In the SAYE scheme, employees save a fixed amount monthly for three or five years, then use these savings to buy shares at a discounted price. No income tax or NICs are due on the discount, and CGT is only payable on gains when shares are sold.

EMI schemes are designed for SMEs with fewer than 250 employees and gross assets not exceeding £30 million. Employees must work at least 25 hours per week or 75% of their working time and hold less than 30% of the company's shares.

Growth Shares are a type of non-approved scheme where shares are issued at a hurdle price and gain value only if the company's value exceeds this threshold. This aligns employee incentives with the company’s performance.

Each scheme has specific compliance requirements. EMI schemes require registration and annual reporting to HMRC. SIPs and SAYE schemes also require annual reporting and detailed record-keeping. Non-approved schemes like Growth Shares and RSUs involve internal compliance and reporting taxable benefits.

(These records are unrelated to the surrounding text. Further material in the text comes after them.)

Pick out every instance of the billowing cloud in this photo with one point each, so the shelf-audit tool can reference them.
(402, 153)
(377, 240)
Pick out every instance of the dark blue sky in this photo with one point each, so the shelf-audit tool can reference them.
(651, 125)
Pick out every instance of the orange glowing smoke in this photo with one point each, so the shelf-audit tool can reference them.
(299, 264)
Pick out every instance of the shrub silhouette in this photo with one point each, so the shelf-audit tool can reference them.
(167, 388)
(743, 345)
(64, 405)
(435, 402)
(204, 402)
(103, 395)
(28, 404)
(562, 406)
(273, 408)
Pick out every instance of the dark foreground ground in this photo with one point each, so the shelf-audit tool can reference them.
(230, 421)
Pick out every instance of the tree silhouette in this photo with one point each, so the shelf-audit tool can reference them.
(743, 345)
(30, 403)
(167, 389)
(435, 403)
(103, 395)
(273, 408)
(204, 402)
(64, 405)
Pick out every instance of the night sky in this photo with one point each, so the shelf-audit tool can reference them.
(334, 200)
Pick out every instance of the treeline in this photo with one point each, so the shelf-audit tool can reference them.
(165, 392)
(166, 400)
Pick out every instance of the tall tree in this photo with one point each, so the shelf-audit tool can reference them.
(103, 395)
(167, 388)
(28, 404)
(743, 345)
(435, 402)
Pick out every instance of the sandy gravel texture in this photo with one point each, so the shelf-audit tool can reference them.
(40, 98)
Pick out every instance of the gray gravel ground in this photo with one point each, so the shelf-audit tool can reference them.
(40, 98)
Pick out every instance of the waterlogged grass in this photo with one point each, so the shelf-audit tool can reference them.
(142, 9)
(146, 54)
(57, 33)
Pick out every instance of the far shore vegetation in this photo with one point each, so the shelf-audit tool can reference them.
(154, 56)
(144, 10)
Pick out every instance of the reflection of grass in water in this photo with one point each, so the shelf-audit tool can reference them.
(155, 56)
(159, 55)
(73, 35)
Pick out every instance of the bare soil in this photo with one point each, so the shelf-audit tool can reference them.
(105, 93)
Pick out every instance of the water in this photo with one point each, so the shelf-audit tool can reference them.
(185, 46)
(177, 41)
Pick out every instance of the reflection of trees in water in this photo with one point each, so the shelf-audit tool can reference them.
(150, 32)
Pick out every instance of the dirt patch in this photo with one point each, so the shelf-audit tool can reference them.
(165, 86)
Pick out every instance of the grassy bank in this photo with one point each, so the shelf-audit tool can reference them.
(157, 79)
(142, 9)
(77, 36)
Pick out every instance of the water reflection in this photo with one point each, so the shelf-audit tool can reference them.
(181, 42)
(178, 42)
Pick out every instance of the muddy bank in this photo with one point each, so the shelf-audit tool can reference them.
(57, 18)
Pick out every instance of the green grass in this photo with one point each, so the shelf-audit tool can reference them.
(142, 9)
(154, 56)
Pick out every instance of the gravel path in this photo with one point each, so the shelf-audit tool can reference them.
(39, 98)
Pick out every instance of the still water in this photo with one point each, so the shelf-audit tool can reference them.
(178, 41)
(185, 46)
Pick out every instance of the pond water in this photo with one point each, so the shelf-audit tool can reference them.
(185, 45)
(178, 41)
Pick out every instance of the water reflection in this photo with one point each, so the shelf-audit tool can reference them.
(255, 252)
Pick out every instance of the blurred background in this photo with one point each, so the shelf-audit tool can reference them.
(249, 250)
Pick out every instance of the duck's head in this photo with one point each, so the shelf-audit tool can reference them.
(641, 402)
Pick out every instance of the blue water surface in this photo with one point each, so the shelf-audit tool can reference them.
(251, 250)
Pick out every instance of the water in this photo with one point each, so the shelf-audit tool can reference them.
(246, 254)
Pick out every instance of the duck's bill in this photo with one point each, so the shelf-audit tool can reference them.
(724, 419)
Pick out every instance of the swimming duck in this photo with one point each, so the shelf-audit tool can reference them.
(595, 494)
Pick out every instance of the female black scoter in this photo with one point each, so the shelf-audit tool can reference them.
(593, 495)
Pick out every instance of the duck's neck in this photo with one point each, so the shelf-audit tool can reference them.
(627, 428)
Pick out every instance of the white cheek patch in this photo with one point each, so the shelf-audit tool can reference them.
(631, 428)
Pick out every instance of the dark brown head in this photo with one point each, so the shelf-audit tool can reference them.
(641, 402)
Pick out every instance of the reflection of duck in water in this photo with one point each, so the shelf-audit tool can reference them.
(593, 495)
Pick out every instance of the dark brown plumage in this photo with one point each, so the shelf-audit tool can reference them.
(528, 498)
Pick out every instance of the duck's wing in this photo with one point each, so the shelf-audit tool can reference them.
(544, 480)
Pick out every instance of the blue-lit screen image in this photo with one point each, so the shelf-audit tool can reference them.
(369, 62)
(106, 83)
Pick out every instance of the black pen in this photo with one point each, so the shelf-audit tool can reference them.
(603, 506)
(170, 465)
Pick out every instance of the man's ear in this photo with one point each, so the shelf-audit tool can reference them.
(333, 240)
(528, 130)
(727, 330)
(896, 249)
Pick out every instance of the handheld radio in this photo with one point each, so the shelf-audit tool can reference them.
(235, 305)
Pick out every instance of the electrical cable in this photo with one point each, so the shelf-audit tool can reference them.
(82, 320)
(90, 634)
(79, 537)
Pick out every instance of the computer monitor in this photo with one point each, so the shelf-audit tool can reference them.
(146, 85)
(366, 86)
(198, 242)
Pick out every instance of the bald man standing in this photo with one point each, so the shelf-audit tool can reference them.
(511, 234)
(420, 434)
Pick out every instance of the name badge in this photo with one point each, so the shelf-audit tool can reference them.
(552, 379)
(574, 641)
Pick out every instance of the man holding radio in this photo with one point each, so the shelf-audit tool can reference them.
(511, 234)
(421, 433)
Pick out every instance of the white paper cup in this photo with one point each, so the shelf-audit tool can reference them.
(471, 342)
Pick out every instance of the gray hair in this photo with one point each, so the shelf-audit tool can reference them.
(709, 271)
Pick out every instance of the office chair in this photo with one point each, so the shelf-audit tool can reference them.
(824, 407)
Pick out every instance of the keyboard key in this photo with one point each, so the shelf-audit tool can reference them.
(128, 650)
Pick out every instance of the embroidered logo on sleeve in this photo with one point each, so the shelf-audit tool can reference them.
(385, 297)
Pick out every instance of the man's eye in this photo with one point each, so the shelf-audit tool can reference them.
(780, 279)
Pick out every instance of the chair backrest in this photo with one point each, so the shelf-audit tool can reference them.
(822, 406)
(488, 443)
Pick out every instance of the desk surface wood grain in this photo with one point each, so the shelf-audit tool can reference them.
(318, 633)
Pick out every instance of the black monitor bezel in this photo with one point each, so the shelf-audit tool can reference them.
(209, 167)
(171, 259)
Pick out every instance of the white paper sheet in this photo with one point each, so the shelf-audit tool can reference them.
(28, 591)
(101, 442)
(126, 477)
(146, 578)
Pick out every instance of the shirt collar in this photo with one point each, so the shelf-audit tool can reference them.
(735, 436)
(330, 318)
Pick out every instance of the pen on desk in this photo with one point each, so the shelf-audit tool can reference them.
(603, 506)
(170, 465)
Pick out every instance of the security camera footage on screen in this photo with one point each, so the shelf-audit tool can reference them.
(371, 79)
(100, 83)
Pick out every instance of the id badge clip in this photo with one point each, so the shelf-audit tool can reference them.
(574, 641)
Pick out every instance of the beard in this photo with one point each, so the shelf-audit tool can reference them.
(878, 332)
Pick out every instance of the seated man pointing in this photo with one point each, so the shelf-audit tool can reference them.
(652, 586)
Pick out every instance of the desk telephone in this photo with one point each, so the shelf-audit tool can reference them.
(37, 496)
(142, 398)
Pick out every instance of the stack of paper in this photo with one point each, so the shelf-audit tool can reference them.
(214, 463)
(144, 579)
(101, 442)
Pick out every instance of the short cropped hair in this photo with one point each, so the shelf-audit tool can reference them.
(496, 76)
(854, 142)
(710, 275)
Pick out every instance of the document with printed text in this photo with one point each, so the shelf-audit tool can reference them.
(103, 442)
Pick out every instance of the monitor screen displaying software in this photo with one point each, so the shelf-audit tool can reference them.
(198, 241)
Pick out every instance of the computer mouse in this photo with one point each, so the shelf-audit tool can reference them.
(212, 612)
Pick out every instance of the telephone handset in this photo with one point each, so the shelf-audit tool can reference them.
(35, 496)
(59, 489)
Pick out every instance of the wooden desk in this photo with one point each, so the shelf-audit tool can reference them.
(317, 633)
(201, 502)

Employees must report benefits from share schemes on their Self-Assessment tax return. EMI and CSOP benefits are usually reported under capital gains, while SIP withdrawals and SAYE gains are reported under income or capital gains, depending on the holding period.

Employee share schemes help attract and retain top talent, align employee interests with company performance, enhance employee engagement, and offer tax-efficient rewards. They are crucial for fostering a motivated and committed workforce.

An employee share scheme is a structured plan that allows employees to acquire shares or share options in the company they work for. This gives staff a financial stake in the business and aligns their interests with long-term company success.

The purpose of an employee share scheme is to reward and retain talent, increase employee engagement, and drive company growth. By giving employees ownership or potential ownership, businesses motivate staff, strengthen loyalty, and often benefit from significant tax advantages.